L’esclavage fut une école de patience, de soumission, d’abnégation, d’humilité. L’orgueil seul empêche la grâce de pénétrer dans l’âme, et c’est l’humilité, ôtant l’obstacle, qui l’y laisse entrer. Or, l’homme antique trouvait dans l’esclavage comme un traitement obligé de patience et de résignation, qui le rapprochait du renoncement, suprême vertu de l’âme et fin morale du Christianisme. — Cependant ces raisons[1], loin de constituer un droit à l’esclavage, ne font qu’indiquer pourquoi, vu l’état de la nature humaine, et dans son intérêt, Dieu a toléré si longtemps l’esclavage au sein des peuples.

Les esclaves, dès lors, devaient-ils tous être sauvés ? — Tous au moins rentraient dans la meilleure position pour l’être..... Dieu plaça les anciens dans les conditions de salut qui leur étaient propres, comme il y place amplement aujourd’hui les peuples modernes, quoique tous les hommes n’en profitent pas. Dieu nous mène aussi haut qu’il peut : c’est l’homme qui se refuse et qui s’arrête.



  1. Sans la chute, l’esclavage n’aurait pas existé..... On déclara l’esclave fait pour l’utilité d’autrui : rude école pour amener des légions d’âmes à exister, non pour elles, mais pour celui qui leur réserve le bonheur !
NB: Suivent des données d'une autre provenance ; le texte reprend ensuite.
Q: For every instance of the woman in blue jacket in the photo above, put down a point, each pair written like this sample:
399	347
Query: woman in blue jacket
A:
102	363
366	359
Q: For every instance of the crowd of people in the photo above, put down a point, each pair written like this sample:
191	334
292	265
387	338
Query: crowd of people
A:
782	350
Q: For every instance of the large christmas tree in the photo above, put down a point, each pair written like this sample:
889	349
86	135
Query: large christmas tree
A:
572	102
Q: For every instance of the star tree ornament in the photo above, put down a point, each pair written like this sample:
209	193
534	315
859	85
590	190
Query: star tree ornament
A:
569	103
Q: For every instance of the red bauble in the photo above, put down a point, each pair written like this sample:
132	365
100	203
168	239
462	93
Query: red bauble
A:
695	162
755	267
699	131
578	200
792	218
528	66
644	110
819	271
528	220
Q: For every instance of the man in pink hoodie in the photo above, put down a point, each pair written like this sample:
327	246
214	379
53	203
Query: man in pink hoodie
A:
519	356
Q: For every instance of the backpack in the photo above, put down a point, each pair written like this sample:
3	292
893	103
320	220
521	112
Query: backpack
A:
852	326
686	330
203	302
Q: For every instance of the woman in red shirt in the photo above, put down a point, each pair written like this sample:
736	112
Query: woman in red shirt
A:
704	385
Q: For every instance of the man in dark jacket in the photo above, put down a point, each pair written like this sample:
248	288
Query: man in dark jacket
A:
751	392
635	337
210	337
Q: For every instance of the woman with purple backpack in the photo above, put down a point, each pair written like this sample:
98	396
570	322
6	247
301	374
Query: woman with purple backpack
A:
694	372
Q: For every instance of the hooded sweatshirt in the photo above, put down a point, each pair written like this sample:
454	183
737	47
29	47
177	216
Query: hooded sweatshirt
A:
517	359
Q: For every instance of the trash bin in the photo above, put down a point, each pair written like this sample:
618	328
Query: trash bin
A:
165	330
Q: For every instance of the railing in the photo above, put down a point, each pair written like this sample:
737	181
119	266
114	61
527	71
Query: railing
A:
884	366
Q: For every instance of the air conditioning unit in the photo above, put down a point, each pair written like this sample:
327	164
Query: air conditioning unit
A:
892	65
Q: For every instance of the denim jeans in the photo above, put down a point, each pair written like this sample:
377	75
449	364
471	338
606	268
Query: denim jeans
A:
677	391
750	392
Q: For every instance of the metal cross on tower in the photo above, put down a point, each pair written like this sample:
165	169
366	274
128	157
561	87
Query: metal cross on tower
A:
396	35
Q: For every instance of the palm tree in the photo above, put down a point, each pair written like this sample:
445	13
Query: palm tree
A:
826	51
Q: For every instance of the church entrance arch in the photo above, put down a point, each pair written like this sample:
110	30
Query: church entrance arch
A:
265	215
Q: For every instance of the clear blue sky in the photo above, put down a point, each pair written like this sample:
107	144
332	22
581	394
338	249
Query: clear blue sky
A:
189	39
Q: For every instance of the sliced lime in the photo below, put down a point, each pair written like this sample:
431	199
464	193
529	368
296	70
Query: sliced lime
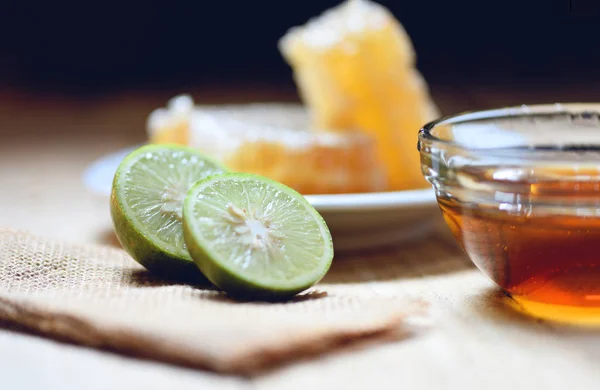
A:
254	237
146	204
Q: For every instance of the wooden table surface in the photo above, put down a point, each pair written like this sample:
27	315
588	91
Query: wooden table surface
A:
472	340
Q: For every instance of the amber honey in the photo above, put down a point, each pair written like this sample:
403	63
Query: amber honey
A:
543	247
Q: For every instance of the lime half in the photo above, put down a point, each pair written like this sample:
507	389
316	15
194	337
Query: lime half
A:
254	237
146	205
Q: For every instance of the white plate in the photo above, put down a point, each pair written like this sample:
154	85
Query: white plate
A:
356	221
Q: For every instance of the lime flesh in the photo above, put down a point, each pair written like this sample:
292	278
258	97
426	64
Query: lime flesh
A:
146	205
254	237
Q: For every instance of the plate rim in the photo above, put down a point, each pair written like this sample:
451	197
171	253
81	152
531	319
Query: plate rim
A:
322	202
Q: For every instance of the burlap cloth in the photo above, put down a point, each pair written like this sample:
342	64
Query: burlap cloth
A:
99	297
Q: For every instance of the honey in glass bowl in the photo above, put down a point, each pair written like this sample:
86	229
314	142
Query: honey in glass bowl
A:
520	190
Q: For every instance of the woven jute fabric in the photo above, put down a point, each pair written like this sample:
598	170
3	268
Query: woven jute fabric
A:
99	297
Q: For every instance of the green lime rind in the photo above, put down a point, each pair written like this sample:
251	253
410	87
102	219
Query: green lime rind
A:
234	281
143	246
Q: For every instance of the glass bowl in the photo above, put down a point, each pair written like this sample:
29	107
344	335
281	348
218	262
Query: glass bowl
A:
520	190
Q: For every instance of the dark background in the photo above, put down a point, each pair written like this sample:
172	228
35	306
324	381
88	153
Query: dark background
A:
94	47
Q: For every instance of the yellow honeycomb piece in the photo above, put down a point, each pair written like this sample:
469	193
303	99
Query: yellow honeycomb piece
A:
355	69
272	140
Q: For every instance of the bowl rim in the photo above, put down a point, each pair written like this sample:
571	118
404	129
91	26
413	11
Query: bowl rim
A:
426	137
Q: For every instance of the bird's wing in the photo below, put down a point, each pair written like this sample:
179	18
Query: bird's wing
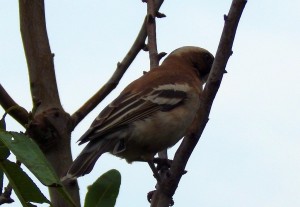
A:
130	107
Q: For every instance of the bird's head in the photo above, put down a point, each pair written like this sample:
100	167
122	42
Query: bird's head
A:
197	57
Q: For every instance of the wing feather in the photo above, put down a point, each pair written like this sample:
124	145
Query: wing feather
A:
128	108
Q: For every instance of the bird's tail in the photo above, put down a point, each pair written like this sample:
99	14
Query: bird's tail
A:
86	160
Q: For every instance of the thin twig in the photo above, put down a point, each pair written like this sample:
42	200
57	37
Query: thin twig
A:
151	31
18	113
138	45
164	194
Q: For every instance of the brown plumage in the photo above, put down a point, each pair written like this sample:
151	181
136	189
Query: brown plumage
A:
151	114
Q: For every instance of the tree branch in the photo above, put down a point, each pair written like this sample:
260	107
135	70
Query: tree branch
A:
163	196
12	108
111	84
50	124
38	55
151	31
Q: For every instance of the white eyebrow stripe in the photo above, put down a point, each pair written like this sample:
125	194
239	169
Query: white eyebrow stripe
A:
175	87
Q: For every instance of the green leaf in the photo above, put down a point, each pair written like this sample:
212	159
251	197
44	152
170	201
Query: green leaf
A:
104	191
28	152
23	186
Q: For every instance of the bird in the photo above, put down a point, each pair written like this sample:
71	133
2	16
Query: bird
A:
151	114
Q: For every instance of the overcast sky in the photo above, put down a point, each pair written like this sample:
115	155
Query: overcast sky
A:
249	153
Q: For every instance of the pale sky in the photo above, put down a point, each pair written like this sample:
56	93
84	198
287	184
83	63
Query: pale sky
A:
249	152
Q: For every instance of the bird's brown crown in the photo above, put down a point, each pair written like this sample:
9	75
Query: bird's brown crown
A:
197	57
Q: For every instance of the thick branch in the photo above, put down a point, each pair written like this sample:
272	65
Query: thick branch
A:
38	55
12	108
169	185
49	126
111	84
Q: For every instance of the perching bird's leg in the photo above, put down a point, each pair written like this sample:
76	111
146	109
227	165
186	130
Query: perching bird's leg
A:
162	164
155	171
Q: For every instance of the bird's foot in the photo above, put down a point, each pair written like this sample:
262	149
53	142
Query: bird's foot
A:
150	195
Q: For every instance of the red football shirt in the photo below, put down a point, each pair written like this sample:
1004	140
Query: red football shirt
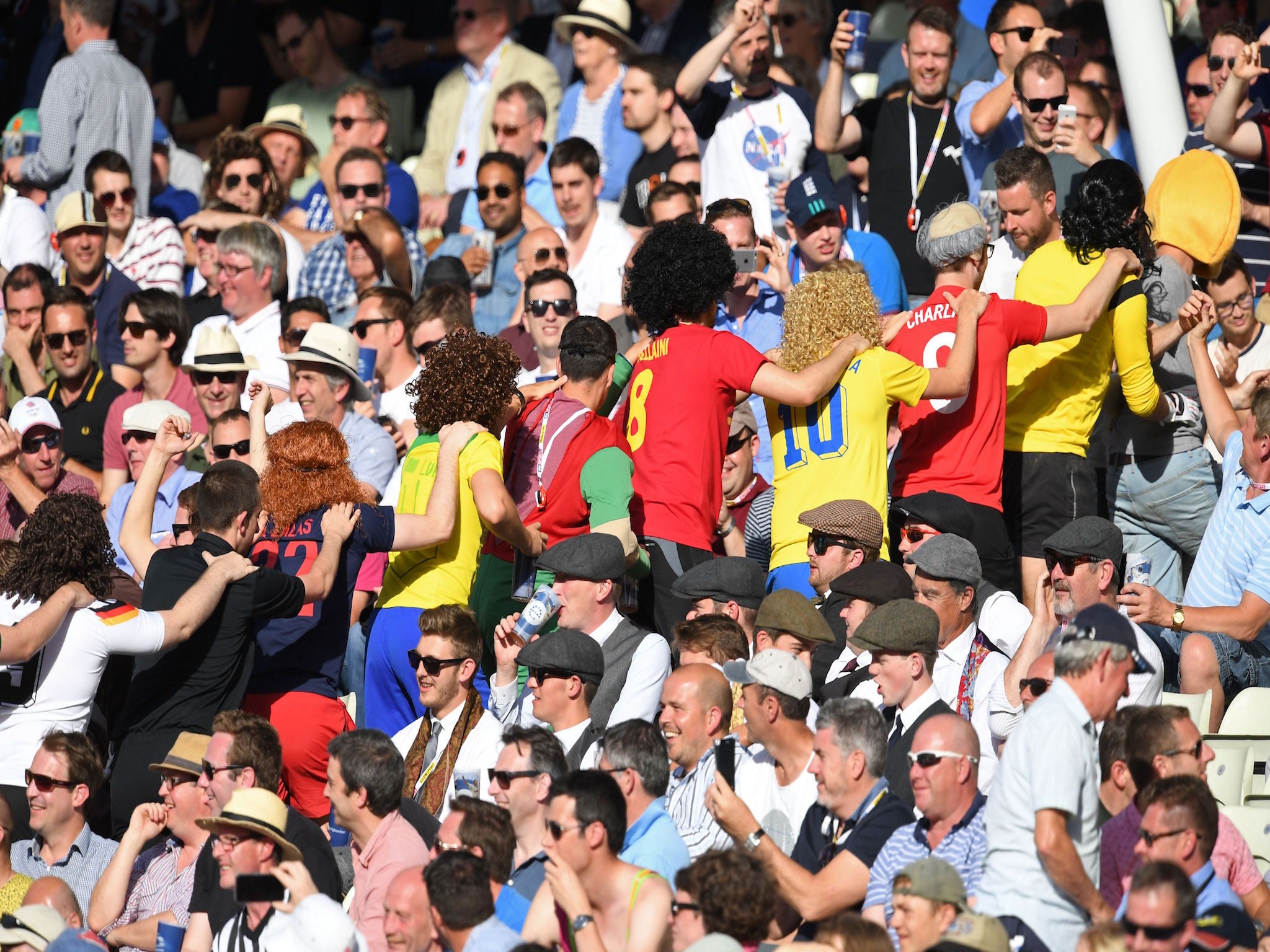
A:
957	446
682	392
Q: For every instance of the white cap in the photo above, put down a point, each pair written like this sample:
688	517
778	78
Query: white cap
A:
33	412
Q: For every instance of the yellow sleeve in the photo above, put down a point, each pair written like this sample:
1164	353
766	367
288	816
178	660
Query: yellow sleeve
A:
1128	314
901	377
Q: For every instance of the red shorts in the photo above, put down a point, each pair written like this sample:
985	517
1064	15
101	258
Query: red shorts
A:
305	723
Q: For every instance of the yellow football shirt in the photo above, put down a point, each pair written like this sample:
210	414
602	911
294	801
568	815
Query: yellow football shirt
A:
426	578
837	447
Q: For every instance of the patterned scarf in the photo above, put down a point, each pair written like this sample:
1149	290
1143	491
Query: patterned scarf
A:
436	783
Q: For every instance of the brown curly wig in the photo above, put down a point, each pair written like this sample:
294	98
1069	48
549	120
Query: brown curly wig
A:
469	376
65	540
308	470
824	307
735	895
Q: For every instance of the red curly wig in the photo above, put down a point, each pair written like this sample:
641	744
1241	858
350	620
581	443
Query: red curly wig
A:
308	470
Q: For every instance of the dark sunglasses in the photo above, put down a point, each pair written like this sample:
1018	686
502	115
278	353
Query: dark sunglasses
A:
79	338
223	450
1038	106
431	666
253	180
1066	563
45	783
1037	685
362	327
52	439
127	196
205	379
502	190
563	306
371	190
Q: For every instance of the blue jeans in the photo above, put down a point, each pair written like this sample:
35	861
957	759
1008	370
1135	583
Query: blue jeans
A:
1162	506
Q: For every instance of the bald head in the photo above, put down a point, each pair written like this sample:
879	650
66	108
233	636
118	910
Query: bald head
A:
54	892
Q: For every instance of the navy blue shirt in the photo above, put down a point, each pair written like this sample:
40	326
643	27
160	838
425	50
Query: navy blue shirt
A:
305	653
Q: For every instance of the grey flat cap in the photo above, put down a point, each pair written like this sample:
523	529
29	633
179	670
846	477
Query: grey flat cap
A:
595	557
948	558
727	579
566	650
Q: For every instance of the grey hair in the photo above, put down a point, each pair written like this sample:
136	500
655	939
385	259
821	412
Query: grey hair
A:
641	747
1075	658
856	725
944	252
257	240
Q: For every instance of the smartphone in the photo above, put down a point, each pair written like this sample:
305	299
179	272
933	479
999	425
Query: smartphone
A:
259	888
1065	46
726	760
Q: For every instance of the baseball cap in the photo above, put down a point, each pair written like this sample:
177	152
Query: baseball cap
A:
775	669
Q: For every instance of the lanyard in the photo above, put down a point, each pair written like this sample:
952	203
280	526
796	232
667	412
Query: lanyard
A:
918	183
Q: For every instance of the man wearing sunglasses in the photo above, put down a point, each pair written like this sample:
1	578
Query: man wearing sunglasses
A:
31	464
149	250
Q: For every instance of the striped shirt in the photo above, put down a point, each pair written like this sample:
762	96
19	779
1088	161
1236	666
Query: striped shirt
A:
94	99
154	255
963	847
156	886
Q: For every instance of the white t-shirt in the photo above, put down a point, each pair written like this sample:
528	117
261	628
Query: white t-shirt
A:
54	691
597	275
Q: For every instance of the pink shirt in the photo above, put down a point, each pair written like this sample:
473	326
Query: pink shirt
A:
1232	860
395	845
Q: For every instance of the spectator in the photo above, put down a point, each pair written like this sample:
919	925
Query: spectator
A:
145	886
112	108
1039	871
25	362
365	776
83	394
61	780
148	250
500	197
592	107
588	569
593	242
874	130
530	762
587	823
636	756
463	906
737	155
81	226
986	113
362	200
647	99
944	769
492	63
31	467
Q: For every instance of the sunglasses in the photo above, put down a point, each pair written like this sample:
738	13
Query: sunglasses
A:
1038	106
253	180
45	783
1156	933
205	379
371	190
502	190
127	196
223	450
52	439
362	328
79	338
1066	563
431	666
563	306
505	777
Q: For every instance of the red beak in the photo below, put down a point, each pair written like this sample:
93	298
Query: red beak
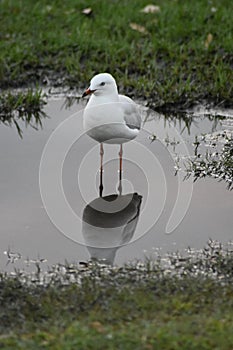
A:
87	92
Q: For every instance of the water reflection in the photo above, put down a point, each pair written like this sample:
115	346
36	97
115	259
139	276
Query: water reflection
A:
109	222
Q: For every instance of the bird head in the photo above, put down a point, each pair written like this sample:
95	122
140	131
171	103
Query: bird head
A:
101	84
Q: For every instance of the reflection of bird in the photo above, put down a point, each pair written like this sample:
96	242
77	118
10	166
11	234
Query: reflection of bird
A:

    Or, parce qu’il apportait sur la terre le service véritable que l’âme doit à Dieu, et parce qu’il rétablissait pour l’homme les droits de la famille, le Christianisme ne pouvait souffrir l’esclavage. Il l’abolissait à mesure que les âmes se montraient capables de se livrer au travail libre et de se soumettre au joug intérieur.